Bugün Kıbrıs Türkünün özgür yaşama, adanın eşit sahibi olarak varlığını sürdürme hakkı için verilen mücadelenin en şerefli günü olduğunu belirten Erdoğan, "Türk Silahlı Kuvvetlerimiz 41 yıl önce bugün uluslararası anlaşmalardan kaynaklanan haklarımızı kullanarak, Kıbrıslı kardeşlerimizin varlığına kasteden bir teşebbüsü akamete uğrattı. Kıbrıs Türkü barış harekatından aldığı güçle hukuk ve eşitlik mücadelesini güven içerisinde sürdürme imkanı buldu. Bu mücadele kesintisiz bir şekilde sürdürülerek kararlı ve azimli bir şekilde bugünlere taşındı. 1963'ten bu yana devam eden varoluş mücadelesi Kıbrıs Türkü için başlı başına bir kahramanlık destanıdır. Ben bu vesileyle bu mücadelenin önderleri olan Dr. Fazıl Küçük ve kurucu Cumhurbaşkanı merhum Rauf Denktaş'ı rahmet anıyorum. Bu mücadelede seve seve canlarını feda eden her biri kahramanlık abidesi olan tüm şehitlerimizi rahmetle, şükranla, hürmetle yad ediyorum. Gazilerimizin bekaya irtihal edenlerine Allah'tan rahmet, hayatta olanlarına sağlıklı, uzun ömürler niyaz ediyorum. Şüphesiz bugün yıldönümünü kutladığımız tarihi mücadelenin en büyük mimarları şehit ve gazilerimizdir, onların fedakarlıklarıdır" dedi.

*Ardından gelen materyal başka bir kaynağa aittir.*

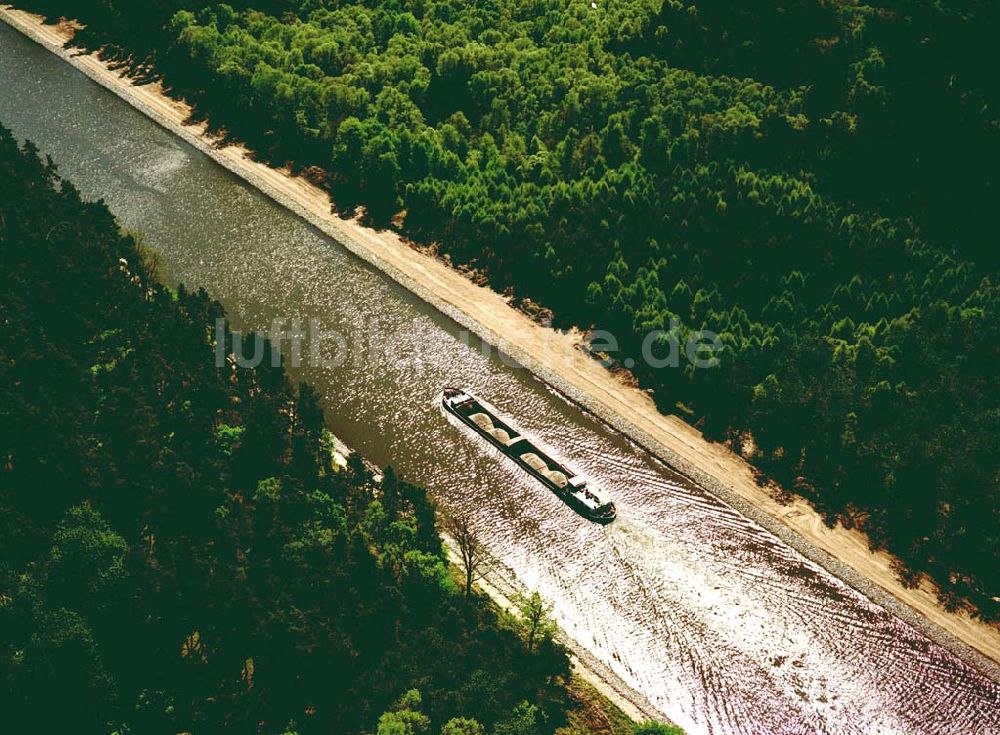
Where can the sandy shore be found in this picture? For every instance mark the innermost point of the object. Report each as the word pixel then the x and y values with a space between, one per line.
pixel 557 359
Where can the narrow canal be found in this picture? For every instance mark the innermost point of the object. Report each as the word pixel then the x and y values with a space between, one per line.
pixel 719 624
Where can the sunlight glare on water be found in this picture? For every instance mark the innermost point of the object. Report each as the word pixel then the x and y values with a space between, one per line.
pixel 720 625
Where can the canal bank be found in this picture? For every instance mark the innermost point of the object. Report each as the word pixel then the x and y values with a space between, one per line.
pixel 557 359
pixel 683 597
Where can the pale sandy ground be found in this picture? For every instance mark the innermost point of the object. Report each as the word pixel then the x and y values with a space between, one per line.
pixel 557 359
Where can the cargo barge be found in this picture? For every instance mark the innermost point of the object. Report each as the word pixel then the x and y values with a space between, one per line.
pixel 565 483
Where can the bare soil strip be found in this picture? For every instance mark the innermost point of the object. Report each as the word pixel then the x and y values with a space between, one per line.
pixel 558 360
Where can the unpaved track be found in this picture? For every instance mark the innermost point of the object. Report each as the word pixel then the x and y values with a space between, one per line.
pixel 557 359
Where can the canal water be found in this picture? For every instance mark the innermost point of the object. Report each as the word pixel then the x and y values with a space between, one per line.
pixel 720 625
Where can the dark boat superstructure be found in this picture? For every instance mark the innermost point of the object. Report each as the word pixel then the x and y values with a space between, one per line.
pixel 512 442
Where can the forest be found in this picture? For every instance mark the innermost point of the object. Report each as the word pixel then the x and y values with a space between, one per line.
pixel 180 551
pixel 813 180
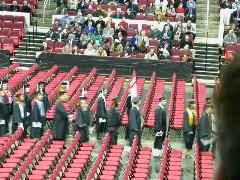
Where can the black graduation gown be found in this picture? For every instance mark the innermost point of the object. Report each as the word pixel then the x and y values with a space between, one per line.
pixel 101 113
pixel 60 123
pixel 36 132
pixel 113 124
pixel 188 138
pixel 3 116
pixel 83 118
pixel 28 101
pixel 160 124
pixel 204 130
pixel 18 119
pixel 134 124
pixel 129 106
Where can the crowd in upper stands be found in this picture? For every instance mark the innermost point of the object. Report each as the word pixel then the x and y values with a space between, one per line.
pixel 83 34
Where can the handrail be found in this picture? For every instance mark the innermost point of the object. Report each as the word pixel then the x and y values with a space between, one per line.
pixel 46 2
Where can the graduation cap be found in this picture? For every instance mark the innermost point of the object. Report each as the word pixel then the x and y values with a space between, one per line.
pixel 135 100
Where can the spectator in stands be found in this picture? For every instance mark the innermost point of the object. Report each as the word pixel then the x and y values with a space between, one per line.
pixel 156 33
pixel 150 9
pixel 108 31
pixel 134 122
pixel 19 114
pixel 189 29
pixel 186 43
pixel 160 12
pixel 119 14
pixel 14 7
pixel 101 22
pixel 83 119
pixel 3 6
pixel 79 18
pixel 205 129
pixel 236 4
pixel 164 52
pixel 101 52
pixel 38 117
pixel 26 7
pixel 60 123
pixel 160 123
pixel 129 14
pixel 114 121
pixel 191 3
pixel 189 127
pixel 191 17
pixel 180 11
pixel 230 38
pixel 171 12
pixel 89 28
pixel 116 47
pixel 67 49
pixel 143 38
pixel 151 55
pixel 90 51
pixel 65 18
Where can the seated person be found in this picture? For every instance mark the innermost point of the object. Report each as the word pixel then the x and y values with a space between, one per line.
pixel 230 38
pixel 26 7
pixel 151 55
pixel 186 43
pixel 14 7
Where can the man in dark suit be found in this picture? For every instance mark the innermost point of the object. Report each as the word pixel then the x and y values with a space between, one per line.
pixel 205 129
pixel 101 114
pixel 114 121
pixel 160 125
pixel 135 122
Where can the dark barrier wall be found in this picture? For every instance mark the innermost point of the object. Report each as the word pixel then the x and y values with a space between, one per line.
pixel 124 67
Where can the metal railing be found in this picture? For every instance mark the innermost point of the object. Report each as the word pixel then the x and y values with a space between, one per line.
pixel 46 2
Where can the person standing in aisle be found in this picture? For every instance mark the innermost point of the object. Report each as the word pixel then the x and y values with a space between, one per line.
pixel 83 118
pixel 160 125
pixel 114 121
pixel 101 114
pixel 189 127
pixel 135 121
pixel 38 116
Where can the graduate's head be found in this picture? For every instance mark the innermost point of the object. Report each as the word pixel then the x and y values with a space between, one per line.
pixel 228 122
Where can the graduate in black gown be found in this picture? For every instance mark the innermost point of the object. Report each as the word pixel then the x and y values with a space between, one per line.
pixel 205 128
pixel 101 114
pixel 114 121
pixel 83 119
pixel 3 115
pixel 135 122
pixel 160 124
pixel 19 114
pixel 38 116
pixel 28 102
pixel 189 127
pixel 129 106
pixel 60 122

"MÜZAKERELERİN YENİDEN BAŞLAMASINDAN MEMNUNİYET DUYUYORUZ"

Kıbrıs meselesinin yarım asırdır uluslararası ve BM'nin gündemini işgal ettiğini kaydeden Erdoğan, "Bu konuda Türkiye ve Kıbrıs Türk tarafı her zaman iyi niyette ve samimiyetle hareket etti. Adil, kalıcı ve yaşayabilir bir çözümü arzu eden bunun için gerekli iradeyi ortaya koyan her zaman Türk tarafı oldu. Kıbrıs Türkü'nün maruz bırakıldığı baskılara, uğradığı haksızlıklara rağmen çözüm noktasındaki duruşu takdire şayandır. Bugün de sorunun gerçek mağduru olmalarına rağmen Kıbrıslı kardeşlerimiz aynı ilkeleri tavırlarını devam ettiriyor. Kıbrıs sorununun Kıbrıs Türk tarafının siyasi eşitliğini ve meşru haklarını teminat altına alacak şekilde kapsamlı bir çözüme kavuşturulması önceliğimiz olmayı sürdürüyor. Şimdiye kadar bu yöndeki her türlü iyi niyetli yaklaşımlara ve BM'nin çabalarına destek verdik. Vermeye de devam edeceğiz. Müzakerelerin yeniden başlamasından memnuniyet duyuyoruz" ifadelerini kullandı.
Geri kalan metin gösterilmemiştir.